UPDATED at 5:37 p.m. CT and 7:16 p.m.
After losing out on the head coaching job at North Texas, TCU co-offensive coordinator Doug Meacham was thought to be a top candidate to be the next head coach at Tulane University, which was originally reported by NOLA.com. Per multiple sources at TCU, however, Meacham will remain in Fort Worth.
This decision comes after North Texas did not hire Meacham because the president of the school wanted North Carolina assistant Seth Littrell.
This latest non-Meacham move leaves TCU with both offensive coordinators - Sonny Cumbie, who Wednesday reportedly rejected Texas’ offer to be Bevo’s lone offensive coordinator for head coach Charlie Strong, will also remain in Fort Worth.
TCU fans will hail this as a sign of the state of its program, which is true; equally true is Cumbie’s decision is an alarming indictment on the state of Strong’s job security in Texas - which is officially zero. Once the coordinator’s head is chopped, the next to fall is the head coach.
If Charlie Strong and Texas do not have a winning record next season, it will be the first time since 1936 - ‘38 that UT has posted losing records in three straight years.
Cumbie turned down the chance at a seven-figure job to be the lone play caller for Texas, which means he thinks there is a better chance at a better promotion by remaining a co-coordinator at TCU. According to a source, TCU gave Cumbie a raise but did not match UT’s offer.
The fact that he rejected UT’s offer means he doesn’t like the players he would have available to turn around an offense that would “save Charlie’s job” in the one year he has remaining before he will be fired.
Ideally, Cumbie accepts the Texas job, installs the wide-open attack that every Big 12 coach has embraced and the Horns have a winning record for the first time since 2013, the last year under Mack Brown when the team finished 8-5. This success would raise Cumbie’s profile even more, and he then is offered a head coaching job at a decent spot.
By rejecting UT’s offer, Cumbie does not believe UT, or to be a part of Strong’s staff, puts him in a position to be successful next season. This means he thinks Strong may be fired after next year.
Texas is a blah 11-14 in Charlie’s two seasons at Texas and somehow managed to miss qualifying for a bowl this season despite the fact there are roughly 104 bowl openings. What saved him this season were upset wins against Oklahoma and at Baylor.
From a money standpoint, Cumbie was given a raise by TCU; the amount of money coordinators make at big programs now is staggering, and negligible. Cumbie has a good job, and he is at a good school that care$ about football; he lives in a great town, and all of it attracts good players, most notably quarterbacks.
Texas has all of the above but the last part. UT has no good quarterbacks, and the receiver position is thin. Cumbie does not think there is enough to turn it around in one year.

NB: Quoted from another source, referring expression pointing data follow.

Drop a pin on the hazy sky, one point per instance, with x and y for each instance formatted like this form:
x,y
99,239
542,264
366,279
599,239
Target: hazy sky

The thought was Cumbie could do with freshman Jerrod Heard what he and Meacham did with Trevone Boykin, which is to turn him into a migraine for opposing defenses. Boykin is better than Heard, and to think Cumbie could do that immediately with Heard is both unfair and unrealistic. Tyrone Swoopes doesn’t count.
Cumbie needs players, and UT does not have good offensive skill position players beyond running back Chris Warren III. Cumbie and Meacham have real toys to work with in Fort Worth. Prized high school senior Shane Buechele of Arlington Lamar intends to sign with UT, but he’ll be a true freshman next year. He will need time.
Charlie Strong doesn’t have time, no proven quarterback, and now he doesn’t have Cumbie, either.